I used to be in a project that had to run DecNET over TCP/IP - that had all the same issues in that DecNET did its own reliability loss handling, but underneath TCP was doing it also. It was a pain when there was any packet loss happening. Unfortunately there was no DecNET over UDP available.
I would definitely recommend to always use UDP with OpenVPN - letting OpenVPN do implement its own reliability protocol without interference by a lower layer. -
It appears you have routed setup, so why are you using Device Mode "Tap"? You should be using "Tun".
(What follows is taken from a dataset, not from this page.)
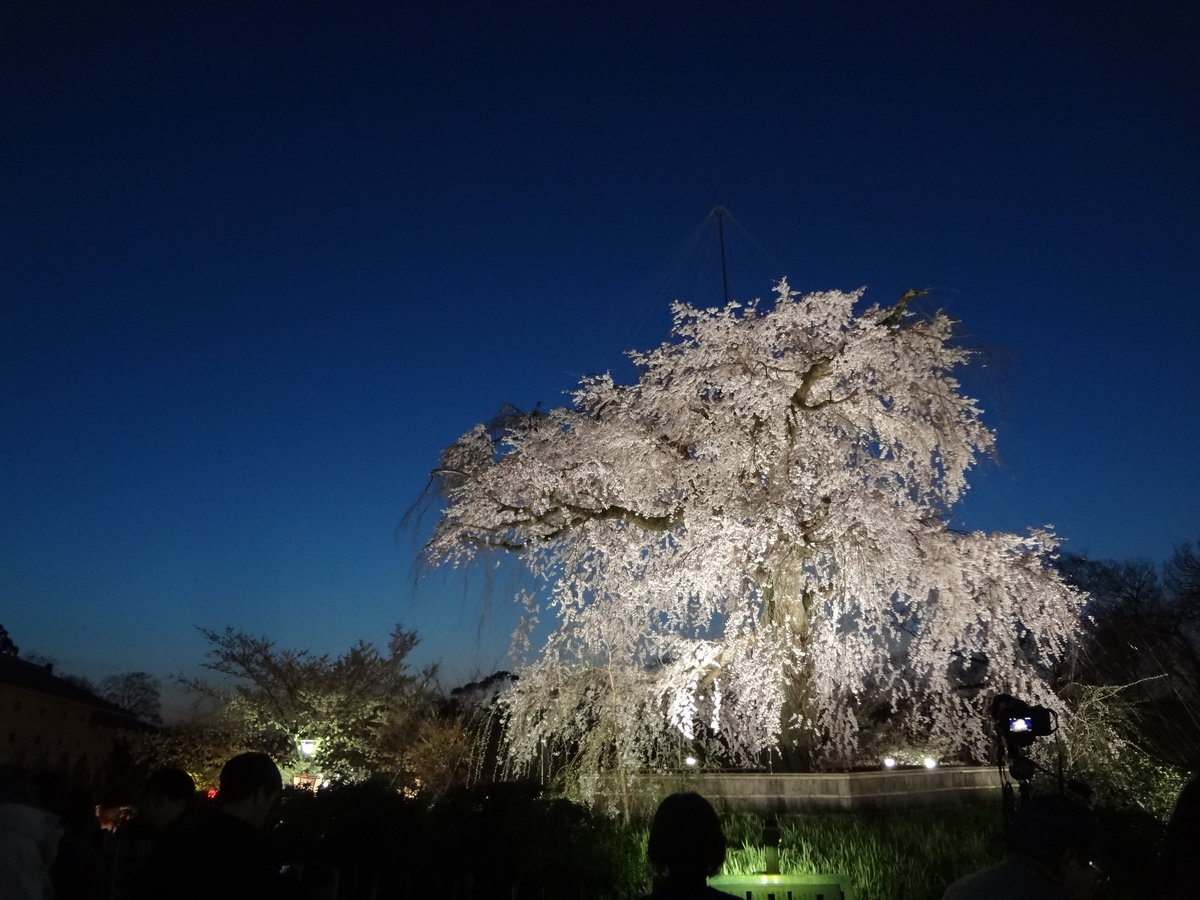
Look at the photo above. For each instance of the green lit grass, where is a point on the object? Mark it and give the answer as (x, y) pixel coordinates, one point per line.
(894, 856)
Yeah, that was a derp on my part. tap is actually correct - I was trying to get to a server bridged configuration (so I could get broadcasts working across the VPN). It was just figuring out how to do that in the "pfSense way." I could have copied my old config out of DD-WRT and the script I had written to bring everything online, but then I wouldn't have learned anything.
OpenVPN has its own protocol for keeping track of and retransmitting lost packets, and that has timers etc.
Wow, TIL! It makes sense now that I know that.